Turkish Airlines co-pilot misread ATC instruction, led to near-miss over Arabian sea: AAIB report | Mumbai News


Turkish Airlines co-pilot misread ATC instruction, led to near-miss over Arabian sea: AAIB report
When TC-JOO (THY6380) initiated climb. Vertically separated by 1,000 feet and 3 miles apart in opposite direction. FDB2JQ was flying offset by 2 miles. (Aircraft positions not to scale)

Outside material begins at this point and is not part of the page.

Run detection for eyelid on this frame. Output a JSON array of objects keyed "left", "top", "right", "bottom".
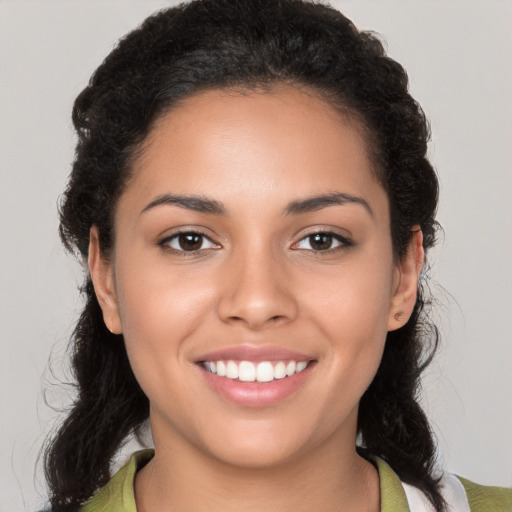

Mumbai: A serious near-miss involving a Turkish Airlines cargo flight and a Flydubai passenger flight over the Arabian Sea last year occurred because the Turkish Airlines co-pilot initiated an unauthorised climb that breached the required vertical separation between the two aircraft, said the final report recently released by the Aircraft Accident Investigation Bureau (AAIB).The Aug 30 incident occurred over the north-east Arabian sea when the Turkish Airlines cargo operating a Chennai to Istanbul flight breached the vertical separation and came in proximity of a Flydubai flying passengers from Dubai to Calicut. The Turkish Airlines flight (THY6380) was at 34,000 feet, while the Flydubai aircraft (FDB2JQ) flew 1,000 feet directly above at 35,000, heading in the opposite direction, both on the same oceanic route, P574. Both captains were on controlled rest at the time, leaving their respective first officers in charge.The Turkish Airlines first officer had earlier requested a climb to 36,000 feet through CPDLC, which is a digital text-based communication system used between pilots and air traffic controllers, particularly over oceanic airspace where radio coverage is limited. The Mumbai air traffic control (ATC) declined the request, responding, “Unable due to traffic”. However, the ATC reply was sent without a required reference number linking it to the original request. As a result, the aircraft’s onboard system did not register it as a formal response and, after 7 minutes and 30 seconds, automatically generated a reminder displaying the original climb request on the cockpit screen.When the reminder appeared, accompanied by a flashing blue attention light, the first officer interpreted it as a fresh clearance to climb and initiated the manoeuvre without cross-checking with his captain or ATC. Within seconds, both aircraft were closing on each other with insufficient separation, triggering collision avoidance alarms in both cockpits. “As per the crew statement of both the aircraft Capts were awakened from controlled rest by the sound of Traffic Advisory ‘TRAFFIC TRAFFIC’,” the report said.The Turkish co-pilot’s failure to verify the CPDLC message and the absence of the required two-pilot cross-check before executing a significant altitude change was the probable cause of the incident. The ATC’s omission of the message reference number and a gap in crew knowledge about how cockpit reminder messages function were cited as contributory factors.